CNA: Sr. Carol, was können Sie uns über das Anliegen von Pater Paolo sagen: Warum und wie hat er diese monastische Gemeinschaft gegründet?

EID: Während seiner spirituellen Exerzitien als römischer Novize der Gesellschaft Jesu hat Pater Paolo 1975 das Wort "Islam" in seinem spirituellen Horizont erblickt. Wenig später teilte er dem Jesuitengeneral Pedro Arrupe mit, er habe den Wunsch, sein Leben in den Dienst des Heils der Muslime zu stellen. Dieser nahm ihn ernst, und so wurde er nach acht Monaten in den Nahen Osten geschickt – zunächst in den Libanon, dann nach Syrien.

1982 hat er zehn Tage lang in den Ruinen des Klosters von Mar Musa in der syrischen Wüste gebetet und ist dem Zauber der Fresken der Kirche mit dem verfallenen Dach erlegen.
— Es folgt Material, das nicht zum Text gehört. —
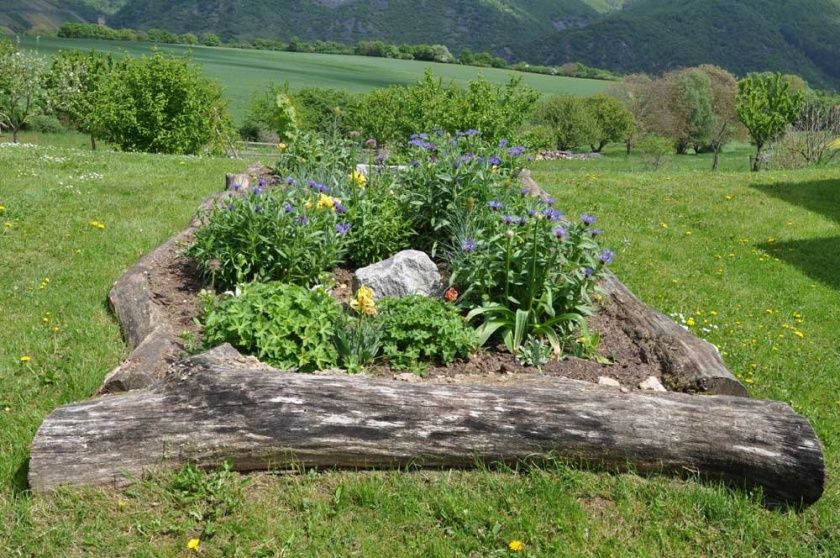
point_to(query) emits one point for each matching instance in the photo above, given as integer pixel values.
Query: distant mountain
(801, 36)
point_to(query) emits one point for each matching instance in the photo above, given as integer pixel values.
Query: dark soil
(176, 284)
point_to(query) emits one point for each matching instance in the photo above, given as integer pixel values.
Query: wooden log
(689, 364)
(265, 419)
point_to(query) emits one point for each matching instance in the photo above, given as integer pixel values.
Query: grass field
(242, 72)
(753, 254)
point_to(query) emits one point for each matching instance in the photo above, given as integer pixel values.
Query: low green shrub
(417, 329)
(284, 325)
(289, 235)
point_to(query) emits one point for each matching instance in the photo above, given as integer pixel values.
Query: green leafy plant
(416, 329)
(527, 271)
(287, 235)
(283, 325)
(534, 352)
(358, 341)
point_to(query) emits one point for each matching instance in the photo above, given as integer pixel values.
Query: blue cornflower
(552, 214)
(422, 144)
(606, 256)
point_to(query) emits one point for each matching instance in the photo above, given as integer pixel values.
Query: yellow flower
(358, 178)
(325, 201)
(363, 302)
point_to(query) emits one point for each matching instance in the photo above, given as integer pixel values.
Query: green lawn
(242, 72)
(753, 257)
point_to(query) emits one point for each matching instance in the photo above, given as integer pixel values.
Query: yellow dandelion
(358, 178)
(325, 202)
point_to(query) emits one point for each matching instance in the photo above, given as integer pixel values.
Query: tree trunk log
(207, 412)
(689, 364)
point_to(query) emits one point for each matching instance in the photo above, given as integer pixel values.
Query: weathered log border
(212, 408)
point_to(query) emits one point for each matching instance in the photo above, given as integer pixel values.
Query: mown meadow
(747, 260)
(242, 72)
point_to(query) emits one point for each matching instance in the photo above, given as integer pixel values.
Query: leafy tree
(724, 89)
(766, 105)
(162, 104)
(74, 86)
(22, 76)
(570, 119)
(694, 100)
(614, 121)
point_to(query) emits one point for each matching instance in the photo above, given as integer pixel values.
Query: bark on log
(263, 419)
(689, 364)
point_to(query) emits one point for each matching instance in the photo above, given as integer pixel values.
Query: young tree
(162, 104)
(766, 105)
(724, 88)
(614, 121)
(570, 119)
(21, 87)
(74, 86)
(634, 93)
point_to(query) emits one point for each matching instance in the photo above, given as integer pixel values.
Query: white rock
(405, 273)
(605, 381)
(652, 384)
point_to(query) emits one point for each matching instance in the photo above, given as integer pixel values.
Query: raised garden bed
(221, 405)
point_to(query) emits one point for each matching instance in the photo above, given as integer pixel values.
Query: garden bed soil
(175, 285)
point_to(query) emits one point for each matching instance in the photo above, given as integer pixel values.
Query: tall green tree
(163, 104)
(614, 121)
(22, 76)
(74, 88)
(767, 105)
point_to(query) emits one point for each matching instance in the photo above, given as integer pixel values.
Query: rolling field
(242, 72)
(752, 257)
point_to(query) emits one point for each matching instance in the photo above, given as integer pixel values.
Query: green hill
(800, 37)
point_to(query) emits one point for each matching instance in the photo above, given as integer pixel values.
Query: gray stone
(605, 381)
(652, 384)
(407, 272)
Anfangs dachte er nur, man müsse diese Kirche restaurieren, doch in der Begegnung mit muslimischen Jägern, mit denen er zu Abend aß und den Koran las, und mit den einheimischen Christen, die allein zum Fest von Mar Musa zum Kloster heraufkamen, verstand er allmählich, dass dieser verlassene Ort die Verwirklichung seines Traums werden könnte: ein bevorzugter Ort der Begegnung und des Dialogs zwischen Christentum und Islam, zumal ein christlicher Kloster in der Wüste zum spirituellen Horizont der Muslime gehört.

CNA: Von dieser Vision zur Verwirklichung war aber kein leichter Weg, oder?
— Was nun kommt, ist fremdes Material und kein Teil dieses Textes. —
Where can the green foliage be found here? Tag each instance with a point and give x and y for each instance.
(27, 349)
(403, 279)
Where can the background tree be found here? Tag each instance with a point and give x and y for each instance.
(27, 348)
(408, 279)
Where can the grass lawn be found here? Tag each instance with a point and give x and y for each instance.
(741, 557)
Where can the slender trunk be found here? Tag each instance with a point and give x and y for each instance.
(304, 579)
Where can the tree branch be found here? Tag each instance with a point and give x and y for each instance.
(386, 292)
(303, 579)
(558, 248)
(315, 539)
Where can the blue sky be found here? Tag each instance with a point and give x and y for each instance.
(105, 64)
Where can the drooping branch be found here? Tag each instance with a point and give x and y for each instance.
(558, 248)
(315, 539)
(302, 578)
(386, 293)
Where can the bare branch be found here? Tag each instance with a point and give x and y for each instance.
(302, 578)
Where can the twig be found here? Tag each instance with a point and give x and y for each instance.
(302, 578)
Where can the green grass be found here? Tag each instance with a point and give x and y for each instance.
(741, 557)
EID: Natürlich ging nicht alles leicht vonstatten, im Gegenteil. Pater Paolo musste vielerlei Hürden überwinden. 1983 bis 1990 kam er hauptsächlich im Sommer mit einigen Gruppen syrischer und italienischer Freiwilliger, um im Rhythmus von Gebet und Arbeit Renovierungsarbeiten im Kloster vorzunehmen. Die Jesuiten und der Ortsbischof zeigten sich skeptisch, doch 1991 war es dann soweit: zusammen mit dem jungen Seminaristen Jacques hat Pater Paolo das monastische Leben in Deir Mar Musa begonnen.

CNA: Mittlerweile gehören auch Frauen zur Gemeinschaft. Wie kam dies zustande?
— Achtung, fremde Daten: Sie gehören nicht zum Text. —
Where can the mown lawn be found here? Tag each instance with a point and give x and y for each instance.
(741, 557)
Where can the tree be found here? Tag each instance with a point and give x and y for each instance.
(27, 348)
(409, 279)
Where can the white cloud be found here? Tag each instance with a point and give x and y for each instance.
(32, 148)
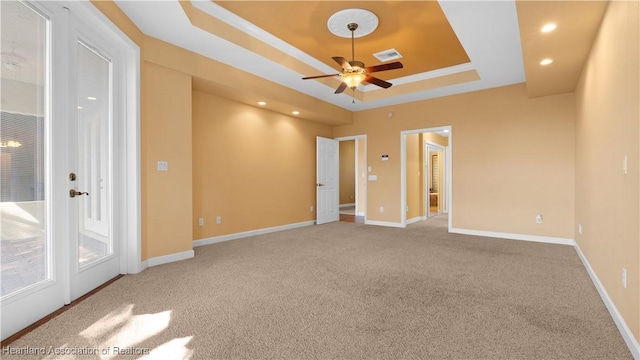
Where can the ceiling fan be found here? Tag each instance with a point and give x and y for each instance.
(354, 72)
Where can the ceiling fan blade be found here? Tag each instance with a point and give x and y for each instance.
(319, 76)
(383, 67)
(376, 81)
(341, 88)
(342, 61)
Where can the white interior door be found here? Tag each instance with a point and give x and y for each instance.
(327, 181)
(93, 85)
(33, 266)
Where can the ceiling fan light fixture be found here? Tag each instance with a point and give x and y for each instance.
(353, 79)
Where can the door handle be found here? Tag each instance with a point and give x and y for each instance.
(74, 193)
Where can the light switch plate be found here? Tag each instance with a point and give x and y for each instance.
(163, 166)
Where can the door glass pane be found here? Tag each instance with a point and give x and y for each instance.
(94, 127)
(25, 242)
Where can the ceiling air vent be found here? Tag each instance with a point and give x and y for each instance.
(387, 55)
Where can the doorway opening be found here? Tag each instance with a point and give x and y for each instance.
(352, 176)
(425, 174)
EID: Schon früh baten Frauen, sich der Gemeinschaft anzuschliessen, Pater Paolo lehnte jedoch mehrfach ab. Die Anfragen hörten nicht auf, und als 1993 Helena, eine junge Italienerin, mit einem Empfehlungsschreiben von Kardinal Martini eintraf, sah Pater Paolo darin ein Gotteszeichen und beschloss, sich dieser neuen Dimension des gemeinschaftlichen Lebens zu öffnen. Auch im Hinblick auf unsere Berufung zur Harmoniebildung zwischen Christentum und Islam hat sich dies als prophetisch herausgestellt: aufgrund der Anwesenheit von Nonnen im Kloster brachten Muslime nun problemlos ihre Frauen und Kinder mit, wenn sie auf einen Besuch kamen, und muslimische Frauen kamen sogar allein oder in Gruppen zu uns.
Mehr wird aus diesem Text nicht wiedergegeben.